What is scythed and picked from the soul?  On the simplest level, whatever feels right at that moment stays. I mean right. Not just good. Not familiar. Not warm, and god how I love warm things of the hotsprings waters, blankets, sun beating kind. Really right. To sink into the blank page of the soul in any moment, and think not “What would Jesus do?” but “What will I do right now, if I be who I am?” Who I am not in the ego sense of self, but in the true peace-making, in this moment, stream of intuition sense of self. Collective memory and wisdom, whooshing through our being with as strong a wind as the scythe, but receiving rather than eliminating.

This spring cleaning business is heavy duty. As all good cleaning, deep cleaning, needs to be. Elbow grease, attention, and a big boost of energy, whether naturally induced or helped along by a good friend, like chocolate.

In the midst of children, this spring cleaning comes in mad little moments. Frenetic as it is, satisfyingly it inches along until a critical mass is reached, and no child or other force of nature can stop those outgrown clothes from being moved into little brother’s pile of clothes to grow into. No divine being would stand in the way of the altar space being cleaned of the receipts and change of daily life, and moved to be a calm retreat for the souls of those who live here, those who used to be around, and those whose being emanates constantly. It’s a wild ride, but why stop it?

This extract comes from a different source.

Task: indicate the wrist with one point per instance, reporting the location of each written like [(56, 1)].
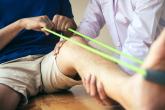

Letting go too of those tired archetypes. No, I don’t think I’ll turn into one of those pack rats whose houses are mapped by labyrinthine paths between piles of papers. The perfect hippie homeschooling domestic goddess? Not this lifetime, though it’s nice work if you can get it, sometimes. The workaholic Type-A-er? Not in this town, that’s why I moved here. The obsessive compulsive sweeper, sweeping through the house from one end to another for signs of things out of their “place”? Couldn’t care that much to pay attention and remember to do so all the time. How about the sometimes sweeper? “Always” seems so … comprehensive. Yes! The Sometimes Sweeper, an archetype I can be with. Sometimes Sweepers sometimes get hit with a spring cleaning bug, and it’s intriguing to see who and what remain after that sweep.